Our graduate curriculum emphasizes an apprenticeship program centered on close working relationships between faculty and students. To encourage this, the program is limited to 4-5 entering Ph.D. students per year, selected for their potential to become successful professional sociologists. Students take standard graduate courses (theory, methods, elective seminars), but they also:
(a) Work with professors on research immediately and continually
(b) Acquire mastery of both quantitative and qualitative research, enabling sophisticated mixed-methods research
(c) Take an empirical seminar designed to help them write the masters thesis in close collaboration with professors
(d) Attend workshops in statistical computer programming
(e) Participate in a 1 credit teaching practicum, followed by teaching their own course to undergraduates, and
(f) Attend monthly professionalization workshops throughout their graduate training.
Core Requirements and a Proposed Plan-of-Study can be found in the Sociology section of the Rice University General Announcements.
First Year
This first year consists of full-time course work, including required courses in research methods, classical social theory, and social statistics, along with elective seminars and a lab in statistical computer programming for the social sciences. Importantly, students will begin working immediately with at least one professor in their area of interest on research projects that can lead to published work.
Second Year
The second year also consists of full-time course work, and includes required courses in contemporary social theory, qualitative research methods, and advanced statistical techniques. Students participate in a teaching practicum experience, and are given structured time to develop and write their thesis. The masters thesis is typically completed at the end of the second year. This should be a publishable length paper, suitable for submission to a scholarly research journal.
Third Year
As well as taking further elective coursework, graduate students must pass comprehensive written exams in two substantive areas. Written exams will be administered in April of the sixth semester at Rice. The dissertation proposal may also be defended in the second semester of this year, or before the first day of classes in the following fall. The thought and planning for this proposal are the culmination of graduate training, and the beginning of a student’s independent identity as a scholar.
Years Four and Five
After PhD candidacy is granted, students may commence work on their dissertation. As final evidence of preparation for the PhD degree, the candidate must pass a public oral examination on the dissertation. We envision the dissertation being either a monograph, suitable for publication as a book, or structured for publication as three research papers, once completed.
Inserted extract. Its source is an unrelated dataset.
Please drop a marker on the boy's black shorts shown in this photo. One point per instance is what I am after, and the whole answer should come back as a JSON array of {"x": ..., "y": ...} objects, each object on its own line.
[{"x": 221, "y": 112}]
Teaching and Professionalization Workshop
Meeting 7-8 times each year, the workshop covers a wide range of topics designed to help students prepare for the range of roles and obligations involved with a career as a professional sociologist. Relevant topics include: writing a CV, how to construct a job talk, successful grant and foundation applications, constructing a course, how to write recommendations, and how to balance work, family, and other areas of life.